Ma non abbastanza furbi, pensava.
No, certo. Non abbastanza furbi. Il nemico, ancora sconosciuto, doveva avere scoperto il segreto e aveva dato la prima mazzata proprio su quel centro nevralgico della difesa atomica, nascosto nella piccola città di Middletown.
Una superatomica, per annientare quel centro nevralgico, prima ancora che la guerra scoppiasse. Solo che la superatomica aveva fatto cilecca. Ma era poi vero? Il sole era un sole diverso. E l’aria era fredda e strana.
Crisci incontrò Kenniston all’ingresso dell’edificio centrale. Crisci era il membro più giovane del personale scientifico. Era un uomo alto, dai capelli neri. Cercava di celare la propria emozione con un’aria indifferente.
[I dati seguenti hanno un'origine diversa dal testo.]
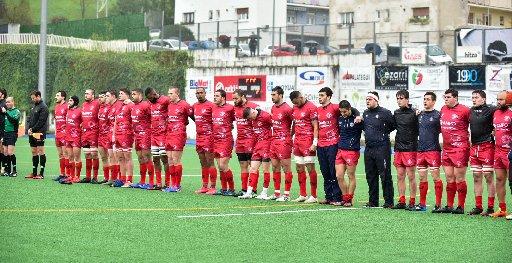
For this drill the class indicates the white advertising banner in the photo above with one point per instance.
(428, 78)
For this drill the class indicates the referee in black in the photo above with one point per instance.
(378, 122)
(37, 127)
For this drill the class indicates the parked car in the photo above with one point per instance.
(167, 44)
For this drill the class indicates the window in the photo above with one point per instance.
(346, 18)
(188, 18)
(242, 13)
(471, 18)
(421, 12)
(311, 18)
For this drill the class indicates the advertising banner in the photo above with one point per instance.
(468, 77)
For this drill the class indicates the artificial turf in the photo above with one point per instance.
(49, 222)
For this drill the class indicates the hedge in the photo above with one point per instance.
(76, 70)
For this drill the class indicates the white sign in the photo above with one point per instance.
(311, 79)
(428, 78)
(413, 55)
(469, 54)
(498, 77)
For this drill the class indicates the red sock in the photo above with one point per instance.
(302, 183)
(223, 182)
(78, 169)
(88, 168)
(106, 172)
(95, 168)
(253, 180)
(288, 177)
(277, 181)
(204, 176)
(230, 181)
(451, 189)
(62, 163)
(245, 179)
(266, 180)
(313, 182)
(438, 188)
(143, 170)
(490, 201)
(462, 190)
(478, 201)
(179, 174)
(423, 193)
(213, 177)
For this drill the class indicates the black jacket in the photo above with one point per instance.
(38, 118)
(378, 123)
(406, 139)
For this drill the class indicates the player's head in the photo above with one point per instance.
(372, 99)
(324, 95)
(9, 102)
(429, 100)
(402, 98)
(451, 97)
(73, 101)
(60, 96)
(239, 98)
(345, 108)
(297, 98)
(277, 95)
(478, 97)
(219, 97)
(250, 113)
(137, 95)
(124, 94)
(174, 94)
(35, 96)
(151, 94)
(502, 100)
(201, 94)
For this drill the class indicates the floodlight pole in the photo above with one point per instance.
(42, 50)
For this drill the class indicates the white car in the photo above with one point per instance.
(167, 44)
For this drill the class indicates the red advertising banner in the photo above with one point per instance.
(255, 86)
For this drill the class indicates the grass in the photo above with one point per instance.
(43, 221)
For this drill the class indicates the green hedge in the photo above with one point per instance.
(75, 70)
(129, 27)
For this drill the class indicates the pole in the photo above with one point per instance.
(42, 50)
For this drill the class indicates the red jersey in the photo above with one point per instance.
(454, 127)
(281, 121)
(60, 119)
(262, 126)
(502, 122)
(177, 117)
(203, 117)
(124, 120)
(73, 124)
(302, 119)
(159, 115)
(328, 133)
(90, 115)
(141, 117)
(243, 126)
(105, 128)
(222, 119)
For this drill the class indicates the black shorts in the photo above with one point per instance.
(36, 143)
(10, 138)
(244, 157)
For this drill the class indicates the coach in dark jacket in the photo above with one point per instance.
(378, 123)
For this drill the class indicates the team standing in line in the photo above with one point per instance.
(114, 122)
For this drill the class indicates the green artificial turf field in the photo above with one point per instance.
(48, 222)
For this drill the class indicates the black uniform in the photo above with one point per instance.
(378, 123)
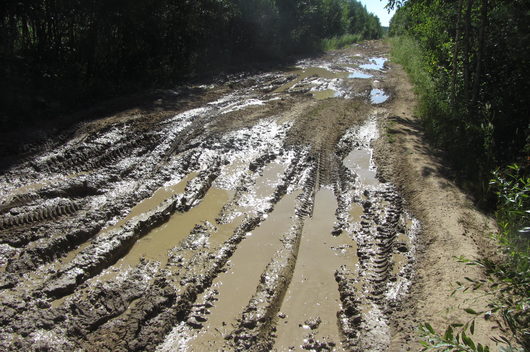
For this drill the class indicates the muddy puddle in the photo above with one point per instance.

«Sembra che sia cominciata» disse, rivolgendo a Kenniston un sorriso. «Il cataclisma atomico! I fuochi d’artificio di fine spettacolo!» Poi, il suo viso si fece serio. «Ma perché quella bomba non ci ha polverizzati, Kenniston? Ne capisci qualche cosa, tu?»
«Gli apparecchi non hanno registrato nulla?» gli domandò Kenniston.
«Nulla. Assolutamente nulla.»
Questo, pensò Kenniston, confermava la pazza improbabilità di tutta quella faccenda.
«Dov’è Hubble?» domandò.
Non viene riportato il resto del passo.